Temple sat forward, her sudden move almost overturning the delicately balanced cat at her ankles. “Notes. Not mash notes?”
Mira shrugged. “They could be taken for that, showing up under my reservation book at the restaurant, under my napkin during dinners out. In my umbrella when it rains. In my purse.”
“Good God!” Matt’s expletive didn’t merit notice from his mother, much less a reproof. “You’re being stalked. Why haven’t you informed the police? Why are you making such a secret of it? Is it because of your new … romance? Is some disgruntled ex-girlfriend shadowing you? Is that really why you ended the relationship?”
“Yes, Matt. Stalked. No, I don’t think it has to do with Philip.” She put her hand to Matt’s face. “Oh, dear one. I really didn’t want to trouble you with it, not after the childhood I gave you.”
“The childhood you gave me was fine,” Matt said firmly, taking her hands again.
She avoided his gaze and looked at Temple. “I’m so sorry. I didn’t mean to ruin your trip to Chicago.”
“Ruin it? No way. Your son proved himself an ace skip tracer in Vegas and my nose may be as short as I am, but it’s long on sniffing out liars, cheaters, and crooks. You have to in the PR game.”
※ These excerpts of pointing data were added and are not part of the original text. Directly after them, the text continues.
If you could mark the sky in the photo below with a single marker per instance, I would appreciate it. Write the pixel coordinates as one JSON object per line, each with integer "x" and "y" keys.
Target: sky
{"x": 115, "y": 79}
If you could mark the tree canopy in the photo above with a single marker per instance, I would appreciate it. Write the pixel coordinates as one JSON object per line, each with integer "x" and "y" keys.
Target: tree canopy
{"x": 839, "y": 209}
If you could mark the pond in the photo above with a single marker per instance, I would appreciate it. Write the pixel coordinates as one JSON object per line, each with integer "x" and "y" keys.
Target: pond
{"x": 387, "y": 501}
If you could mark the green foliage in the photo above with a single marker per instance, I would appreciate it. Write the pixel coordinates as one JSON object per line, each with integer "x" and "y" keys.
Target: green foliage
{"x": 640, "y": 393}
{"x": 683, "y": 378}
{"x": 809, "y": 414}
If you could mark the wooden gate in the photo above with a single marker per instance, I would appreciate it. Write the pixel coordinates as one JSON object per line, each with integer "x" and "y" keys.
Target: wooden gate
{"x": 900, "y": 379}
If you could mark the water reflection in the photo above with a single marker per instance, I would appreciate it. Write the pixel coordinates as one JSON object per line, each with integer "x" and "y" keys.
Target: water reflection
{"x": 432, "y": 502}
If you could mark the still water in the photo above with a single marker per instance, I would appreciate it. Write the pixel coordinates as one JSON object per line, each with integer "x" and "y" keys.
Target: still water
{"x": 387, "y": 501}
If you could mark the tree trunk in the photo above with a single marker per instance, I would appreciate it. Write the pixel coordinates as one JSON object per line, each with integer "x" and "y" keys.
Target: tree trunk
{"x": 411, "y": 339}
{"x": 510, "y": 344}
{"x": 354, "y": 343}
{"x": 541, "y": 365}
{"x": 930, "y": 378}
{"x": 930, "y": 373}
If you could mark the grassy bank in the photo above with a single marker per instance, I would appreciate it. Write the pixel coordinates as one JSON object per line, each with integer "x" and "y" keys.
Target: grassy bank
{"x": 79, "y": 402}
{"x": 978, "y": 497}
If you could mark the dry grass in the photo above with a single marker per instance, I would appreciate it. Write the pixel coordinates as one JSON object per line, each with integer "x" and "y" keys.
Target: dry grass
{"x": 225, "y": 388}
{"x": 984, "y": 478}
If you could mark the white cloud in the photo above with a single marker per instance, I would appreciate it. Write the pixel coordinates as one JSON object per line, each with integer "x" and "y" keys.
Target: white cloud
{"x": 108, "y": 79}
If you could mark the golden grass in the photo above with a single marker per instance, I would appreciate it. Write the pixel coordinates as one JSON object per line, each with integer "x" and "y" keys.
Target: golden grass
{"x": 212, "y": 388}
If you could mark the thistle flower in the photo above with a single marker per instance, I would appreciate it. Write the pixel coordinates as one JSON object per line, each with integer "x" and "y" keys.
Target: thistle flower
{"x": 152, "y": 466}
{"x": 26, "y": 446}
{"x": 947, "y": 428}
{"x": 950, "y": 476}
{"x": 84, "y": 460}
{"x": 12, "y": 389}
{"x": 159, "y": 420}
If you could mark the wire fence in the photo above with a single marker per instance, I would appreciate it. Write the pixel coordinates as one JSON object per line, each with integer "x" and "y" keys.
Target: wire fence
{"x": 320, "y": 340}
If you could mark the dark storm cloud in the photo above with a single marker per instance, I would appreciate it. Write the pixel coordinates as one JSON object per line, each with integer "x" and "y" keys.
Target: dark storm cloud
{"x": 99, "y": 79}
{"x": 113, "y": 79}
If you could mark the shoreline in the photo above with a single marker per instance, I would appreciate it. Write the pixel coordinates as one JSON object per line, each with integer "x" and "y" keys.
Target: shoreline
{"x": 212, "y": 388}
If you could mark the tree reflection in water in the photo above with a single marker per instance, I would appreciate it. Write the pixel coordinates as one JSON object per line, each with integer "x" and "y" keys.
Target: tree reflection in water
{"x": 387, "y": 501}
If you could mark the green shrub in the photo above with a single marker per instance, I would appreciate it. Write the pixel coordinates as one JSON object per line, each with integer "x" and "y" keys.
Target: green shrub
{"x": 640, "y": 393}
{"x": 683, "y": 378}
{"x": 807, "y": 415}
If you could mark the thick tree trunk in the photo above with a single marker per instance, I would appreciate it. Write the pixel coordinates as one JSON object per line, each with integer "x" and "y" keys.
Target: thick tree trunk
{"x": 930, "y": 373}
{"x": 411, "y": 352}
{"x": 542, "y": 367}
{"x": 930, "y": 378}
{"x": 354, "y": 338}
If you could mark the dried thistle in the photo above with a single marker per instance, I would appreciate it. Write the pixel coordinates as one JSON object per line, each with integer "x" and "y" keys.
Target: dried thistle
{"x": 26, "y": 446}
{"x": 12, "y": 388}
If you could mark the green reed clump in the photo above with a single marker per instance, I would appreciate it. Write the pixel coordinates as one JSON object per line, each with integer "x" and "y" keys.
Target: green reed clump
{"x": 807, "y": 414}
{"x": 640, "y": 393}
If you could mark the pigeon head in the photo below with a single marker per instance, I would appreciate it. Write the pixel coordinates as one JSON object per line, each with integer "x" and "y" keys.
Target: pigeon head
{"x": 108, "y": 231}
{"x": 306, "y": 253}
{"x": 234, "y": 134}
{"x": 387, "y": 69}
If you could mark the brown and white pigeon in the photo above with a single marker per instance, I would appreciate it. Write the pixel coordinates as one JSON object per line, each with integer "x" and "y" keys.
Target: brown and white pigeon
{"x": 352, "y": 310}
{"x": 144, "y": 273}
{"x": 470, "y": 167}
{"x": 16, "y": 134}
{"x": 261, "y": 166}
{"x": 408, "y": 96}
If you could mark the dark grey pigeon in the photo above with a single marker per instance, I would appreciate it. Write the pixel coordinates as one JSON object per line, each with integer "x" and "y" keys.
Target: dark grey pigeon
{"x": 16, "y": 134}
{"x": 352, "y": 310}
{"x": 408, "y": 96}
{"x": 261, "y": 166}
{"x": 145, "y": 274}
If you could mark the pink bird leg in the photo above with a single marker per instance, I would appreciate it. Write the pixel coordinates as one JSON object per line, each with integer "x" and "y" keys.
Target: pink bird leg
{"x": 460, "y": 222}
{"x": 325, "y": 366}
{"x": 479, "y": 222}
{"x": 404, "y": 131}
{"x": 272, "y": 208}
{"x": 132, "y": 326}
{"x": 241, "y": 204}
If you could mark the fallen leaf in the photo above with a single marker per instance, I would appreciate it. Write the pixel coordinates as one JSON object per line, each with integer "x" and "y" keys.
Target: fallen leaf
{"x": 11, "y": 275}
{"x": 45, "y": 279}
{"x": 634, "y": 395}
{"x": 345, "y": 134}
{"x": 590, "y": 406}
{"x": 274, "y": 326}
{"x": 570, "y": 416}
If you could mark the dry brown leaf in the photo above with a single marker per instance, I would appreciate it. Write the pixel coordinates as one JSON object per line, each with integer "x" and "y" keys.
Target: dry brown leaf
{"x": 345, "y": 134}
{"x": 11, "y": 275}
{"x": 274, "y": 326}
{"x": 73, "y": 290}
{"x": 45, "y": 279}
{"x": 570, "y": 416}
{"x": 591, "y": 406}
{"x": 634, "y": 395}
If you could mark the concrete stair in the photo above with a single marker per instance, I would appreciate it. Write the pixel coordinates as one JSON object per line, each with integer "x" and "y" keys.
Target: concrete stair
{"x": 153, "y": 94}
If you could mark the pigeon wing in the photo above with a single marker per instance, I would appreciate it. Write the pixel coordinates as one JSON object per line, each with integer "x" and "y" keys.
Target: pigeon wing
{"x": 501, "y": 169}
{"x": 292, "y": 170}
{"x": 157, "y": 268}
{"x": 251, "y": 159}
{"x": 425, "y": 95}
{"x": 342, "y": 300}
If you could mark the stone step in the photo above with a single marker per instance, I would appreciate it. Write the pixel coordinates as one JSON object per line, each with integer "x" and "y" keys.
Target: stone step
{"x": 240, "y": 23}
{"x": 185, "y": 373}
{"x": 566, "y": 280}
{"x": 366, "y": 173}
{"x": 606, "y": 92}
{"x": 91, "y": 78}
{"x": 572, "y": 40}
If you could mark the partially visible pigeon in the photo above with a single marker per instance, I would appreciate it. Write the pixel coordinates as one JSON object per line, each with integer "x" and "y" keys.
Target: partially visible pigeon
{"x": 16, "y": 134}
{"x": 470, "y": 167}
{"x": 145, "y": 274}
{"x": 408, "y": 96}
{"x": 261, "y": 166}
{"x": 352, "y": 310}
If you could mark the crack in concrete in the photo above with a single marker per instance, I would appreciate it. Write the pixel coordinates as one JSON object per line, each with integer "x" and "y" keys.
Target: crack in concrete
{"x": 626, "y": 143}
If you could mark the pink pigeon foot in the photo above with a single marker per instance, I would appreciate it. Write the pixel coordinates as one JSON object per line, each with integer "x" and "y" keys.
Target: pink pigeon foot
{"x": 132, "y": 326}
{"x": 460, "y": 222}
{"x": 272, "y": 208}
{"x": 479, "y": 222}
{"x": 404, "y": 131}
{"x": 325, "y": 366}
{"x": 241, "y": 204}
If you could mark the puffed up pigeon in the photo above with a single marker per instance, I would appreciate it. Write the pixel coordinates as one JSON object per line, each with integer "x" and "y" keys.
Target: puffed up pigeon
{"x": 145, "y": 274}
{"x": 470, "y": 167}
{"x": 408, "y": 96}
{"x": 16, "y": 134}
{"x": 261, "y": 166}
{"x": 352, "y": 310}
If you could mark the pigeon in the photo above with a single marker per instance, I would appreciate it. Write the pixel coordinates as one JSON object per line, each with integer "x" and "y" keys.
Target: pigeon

“Speaking of liars, cheaters, and crooks, Mom,” Matt said. “What about the empty bottle in the bottom of your drawer? You’re not a newly converted dipsomaniac?”
“Just the occasional drink before or after dinner. Truly, Matt.”
Temple glanced at him, seeing the tension softening in his face and shoulders.
“That’s a relief,” Matt said, adopting radio shrink mode and a low, nonjudgmental tone. “Then what just happened here?”
The answer arrived in a rush of confessional frankness, just like on the air. “I poured the wine down the sink and hid the bottle so Krys would leave.”
Matt registered her answer and then grinned. “Pretty sly move for a parochial school girl.”
“Thank you,” she said. “I just couldn’t go through another Charade Sunday at Uncle Stach’s house. They already think I’m half-crazy for calling off the engagement with Philip. They don’t know who his brother is and I’m not going to tell him.” She paused. “Are you seeing … him? This trip?”
“Yes, Mom. Temple’s coming too.”
Mira winced. “That’s fine. You should have a relationship with your father. My … going forward with my unfortunate … encounter with his brother would have been so awkward anyway.”
“Doesn’t mean we let somebody scare you out of it.” Matt was firm. “What does this anonymous coward seem to want, anyway?”
Mira bit her lip, hard. “That’s why I tried not to mention this. He wants something he thinks Cliff Effinger left behind.”
“My lousy stepfather?” Matt asked. “Where are these notes?”
“In…” Mira looked apologetic. “In my dresser drawer.”
“With the emptied bottle.” Matt shook his head. “Temple’s scarf drawer is another forbidden zone of explosive secrets. Let’s see these threats.”
When they stood in front of the drawer, it looked so innocuous. Just a small bottom drawer.